Sitz served as director of NASA’s Dryden (now Armstrong) Research Center Exploration Systems Mission Directorate from October 2005 until July 2008. He was responsible for development management and technical direction of all space exploration activities and projects at the center.
Sitz has more than 27 years’ experience in the aerospace industry, including 14 years as a project manager of various flight research projects at Armstrong.
He was mission development director for unmanned aerial vehicle (UAV) technology from January to October 2005 and was responsible for managing the center’s overall role in the development of the nation’s civil UAV applications.
Sitz was the project manager for flight tests of the X-43A experimental hypersonic aircraft, or Hyper-X, from July 1998 to December 2004. He was responsible for the overall flight research element of the Hyper-X program. The X-43A flight project successfully demonstrated hypersonic, air-breathing propulsion during the first free flights of an airframe-integrated, hypersonic supersonic-combustion ramjet (scramjet) engine at speeds of Mach 7 and Mach 10. The X-43A became known as the world’s fastest air-breathing aircraft.
Sitz was deputy program manager for NASA’s Aviation Safety Program and was project manager of the F-18 Systems Research Aircraft and the L-1011 Adaptive Performance Optimization projects.

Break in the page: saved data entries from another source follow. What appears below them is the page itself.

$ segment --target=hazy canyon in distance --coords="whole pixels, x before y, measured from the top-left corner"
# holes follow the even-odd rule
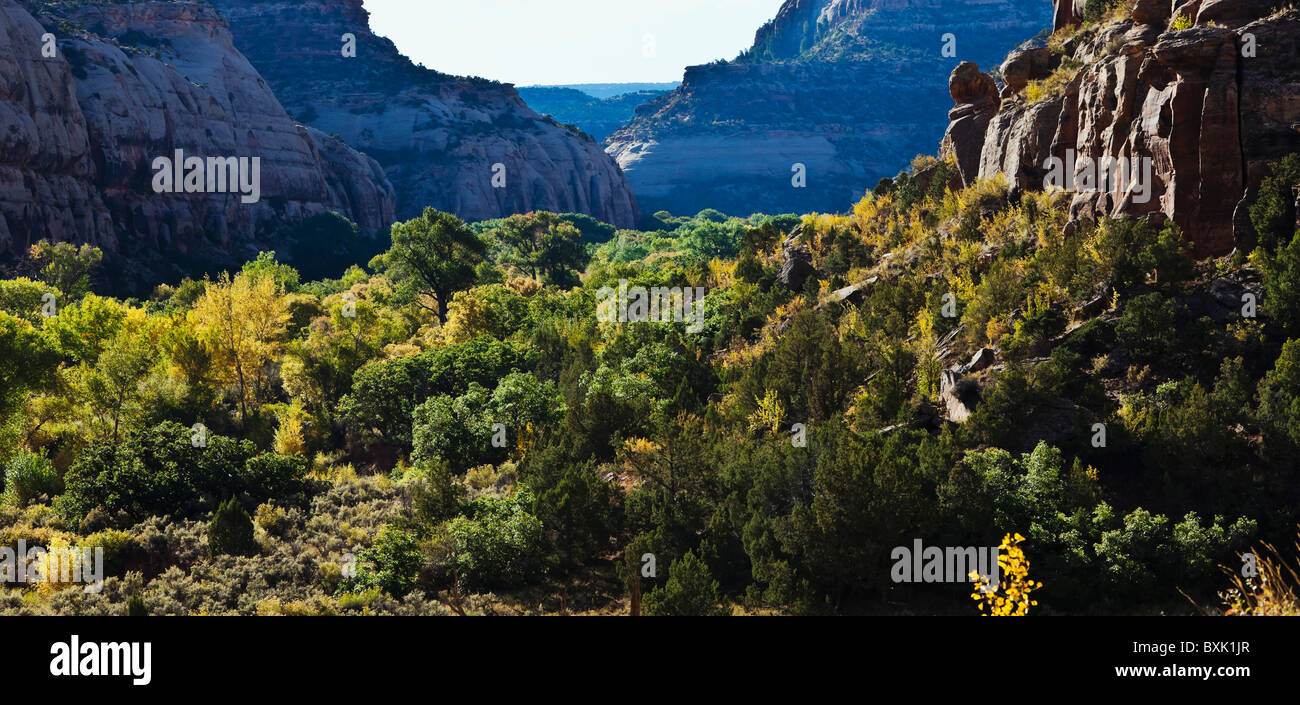
[[[688,68],[606,151],[643,212],[844,211],[934,153],[960,61],[996,66],[1051,24],[1046,0],[789,0],[752,48]]]

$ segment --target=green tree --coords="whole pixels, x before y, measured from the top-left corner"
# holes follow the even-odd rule
[[[280,287],[281,291],[289,293],[297,291],[301,284],[298,270],[276,260],[274,250],[271,252],[258,252],[257,259],[245,262],[240,273],[251,277],[270,277]]]
[[[1259,246],[1268,252],[1291,242],[1296,231],[1295,187],[1300,186],[1300,154],[1290,154],[1270,165],[1259,185],[1259,197],[1250,206]]]
[[[222,502],[212,515],[208,524],[208,550],[213,556],[251,556],[258,551],[253,519],[234,497]]]
[[[140,383],[154,365],[154,346],[142,332],[123,331],[85,372],[86,396],[112,428],[117,445],[123,418],[138,411]]]
[[[726,608],[718,581],[694,552],[673,561],[668,582],[645,597],[645,613],[653,617],[724,617]]]
[[[543,577],[546,542],[532,505],[532,492],[521,487],[506,499],[479,497],[447,522],[445,540],[466,587],[518,587]]]
[[[582,233],[554,213],[510,216],[493,235],[503,249],[503,264],[563,288],[578,283],[578,272],[591,259]]]
[[[31,259],[40,267],[41,281],[58,287],[70,299],[79,299],[90,291],[90,273],[104,259],[98,247],[70,242],[51,244],[41,240],[32,245]]]
[[[391,524],[384,526],[375,544],[357,558],[357,575],[344,581],[341,589],[355,592],[377,587],[398,599],[415,589],[424,564],[415,537]]]
[[[393,225],[393,246],[371,262],[398,289],[400,300],[433,311],[446,322],[452,294],[474,284],[487,244],[454,215],[425,208]]]
[[[58,349],[35,326],[0,311],[0,419],[54,381]]]
[[[59,475],[45,453],[20,450],[4,466],[0,476],[0,506],[23,509],[42,496],[53,497],[60,490]]]

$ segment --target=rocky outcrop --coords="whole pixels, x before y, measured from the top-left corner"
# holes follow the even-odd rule
[[[936,81],[961,59],[1000,61],[1050,12],[1042,0],[788,0],[753,47],[688,68],[606,151],[646,212],[844,211],[943,135]]]
[[[1052,0],[1052,29],[1065,29],[1083,23],[1087,0]]]
[[[812,263],[812,253],[802,245],[790,245],[782,252],[781,269],[776,280],[787,289],[803,291],[804,284],[817,276],[817,268]]]
[[[984,133],[997,112],[998,87],[978,64],[963,61],[948,79],[948,92],[957,107],[948,111],[950,122],[943,141],[957,159],[962,183],[970,184],[979,172]]]
[[[1056,68],[1053,63],[1052,51],[1047,47],[1011,52],[1007,60],[1002,62],[1002,80],[1006,86],[1002,89],[1001,97],[1009,98],[1024,90],[1030,81],[1047,78],[1052,69]]]
[[[274,248],[281,226],[336,211],[367,234],[391,224],[378,165],[294,123],[199,4],[87,4],[44,16],[0,0],[0,252],[33,241],[89,242],[148,270],[163,260]],[[75,33],[60,31],[80,27]],[[57,54],[43,35],[58,32]],[[147,38],[147,39],[145,39]],[[147,44],[139,42],[147,41]],[[153,162],[257,157],[260,200],[157,193]],[[250,162],[251,163],[251,162]],[[161,270],[141,278],[174,275]],[[129,288],[130,282],[118,282]]]
[[[370,31],[362,0],[213,4],[292,115],[379,160],[400,218],[433,206],[467,220],[549,210],[636,223],[636,199],[599,144],[538,115],[511,85],[414,65]],[[343,55],[345,34],[355,56]]]
[[[1084,27],[1054,45],[1058,71],[1077,67],[1054,94],[1028,102],[1017,76],[982,134],[954,118],[959,164],[978,150],[977,177],[1038,190],[1056,159],[1075,218],[1168,218],[1196,254],[1232,250],[1253,237],[1246,207],[1266,165],[1300,151],[1300,12],[1276,4],[1139,2],[1128,19]],[[1197,24],[1169,31],[1179,13]],[[1089,169],[1121,163],[1127,178],[1089,183]]]

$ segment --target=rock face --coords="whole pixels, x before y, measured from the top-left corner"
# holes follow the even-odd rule
[[[167,260],[255,255],[274,247],[282,225],[318,213],[339,212],[367,234],[392,222],[393,190],[378,164],[295,124],[211,8],[61,13],[43,16],[47,28],[0,0],[0,254],[46,238],[89,242],[118,261],[117,274],[136,266],[148,278],[174,275]],[[55,56],[42,53],[47,32],[58,35]],[[261,199],[156,193],[153,161],[178,149],[260,158]]]
[[[636,199],[599,144],[538,115],[511,85],[412,64],[370,31],[362,0],[212,4],[290,114],[379,160],[398,217],[433,206],[467,220],[550,210],[636,223]]]
[[[645,212],[843,211],[932,151],[954,64],[1001,60],[1050,26],[1051,9],[1044,0],[788,0],[752,48],[688,68],[606,151]]]
[[[791,245],[782,253],[785,260],[776,280],[788,289],[803,291],[809,277],[817,276],[817,268],[812,263],[812,253],[802,245]]]
[[[983,146],[980,137],[988,130],[989,120],[998,108],[998,87],[992,76],[980,72],[978,64],[963,61],[948,79],[948,92],[957,107],[948,111],[951,122],[943,141],[957,158],[957,173],[962,182],[969,184],[979,171]]]
[[[1172,219],[1200,256],[1247,243],[1266,165],[1300,151],[1300,12],[1278,4],[1139,2],[1131,18],[1085,26],[1053,52],[1059,70],[1078,67],[1055,95],[1031,103],[1012,90],[982,133],[954,117],[959,163],[978,152],[975,176],[1039,190],[1059,159],[1076,218]],[[1196,24],[1167,31],[1180,13]],[[1089,167],[1119,160],[1130,178],[1088,183]]]

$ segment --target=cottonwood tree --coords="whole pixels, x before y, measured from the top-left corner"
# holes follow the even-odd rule
[[[504,250],[503,264],[555,286],[576,285],[591,259],[582,232],[554,213],[512,215],[493,234]]]
[[[460,218],[433,208],[393,225],[392,238],[393,246],[371,267],[392,280],[398,300],[428,309],[445,323],[452,294],[474,284],[487,243]]]
[[[123,330],[99,356],[96,364],[86,367],[86,396],[96,415],[112,427],[114,446],[123,419],[137,410],[141,397],[140,383],[152,369],[155,353],[147,334]]]
[[[72,299],[90,291],[90,272],[104,259],[104,252],[98,247],[77,247],[68,242],[51,244],[49,240],[32,245],[29,254],[40,268],[41,281],[58,287]]]
[[[248,420],[248,403],[265,391],[266,368],[280,352],[289,302],[271,277],[222,273],[210,281],[190,314],[212,350],[218,377],[239,394],[239,421]]]

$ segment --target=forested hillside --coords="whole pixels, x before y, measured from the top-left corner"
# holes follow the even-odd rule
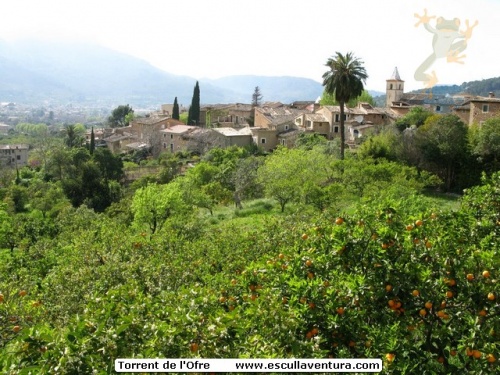
[[[30,166],[0,176],[0,372],[130,357],[497,372],[499,121],[414,110],[344,160],[315,136],[119,157],[35,127]]]

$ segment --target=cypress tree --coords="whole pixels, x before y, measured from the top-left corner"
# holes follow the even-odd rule
[[[94,153],[95,150],[95,135],[94,135],[94,127],[92,126],[92,130],[90,131],[90,155]]]
[[[179,104],[177,103],[177,96],[174,99],[174,108],[172,109],[172,118],[179,119]]]
[[[191,100],[191,107],[188,112],[188,125],[199,125],[200,123],[200,86],[196,81],[194,86],[193,99]]]

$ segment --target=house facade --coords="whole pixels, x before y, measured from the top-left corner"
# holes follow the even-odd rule
[[[0,145],[0,163],[11,168],[28,165],[29,146],[26,144]]]

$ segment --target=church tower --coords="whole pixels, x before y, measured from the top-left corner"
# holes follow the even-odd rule
[[[397,102],[403,96],[405,81],[399,76],[398,68],[394,68],[391,78],[386,80],[385,87],[385,106],[390,107],[392,102]]]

He was responsible for development and flight evaluation of several advanced aircraft sensors and systems and was deputy project manager for the F-16XL Supersonic Laminar Flow Control project.
Sitz researched advanced automated test tools to support flight control system validation on the X-29A, F-18 High Angle-of-Attack and X-31 programs. He was also the project manager responsible for the transfer of the center’s business system operations from NASA’s Ames Research Center in Moffett Field, California, to NASA’s Marshall Space Flight Center in Huntsville, Alabama. As a member of the center’s Procedures and Policies Committee from 1990 to 1997, Sitz was responsible for updating Armstrong’s Basic Operations Manual.
Before joining NASA as an aerospace engineer in 1989, Sitz was employed by Honeywell Military Avionics Division, where he was responsible for real-time flight control software design, development and test for the X-29A forward-swept wing aircraft.
Education
Sitz earned a Bachelor of Science in computer science with emphasis in mathematics from the University of North Dakota in 1982. He received a Master of Science in engineering management in 1989 from Golden Gate University in San Francisco, California.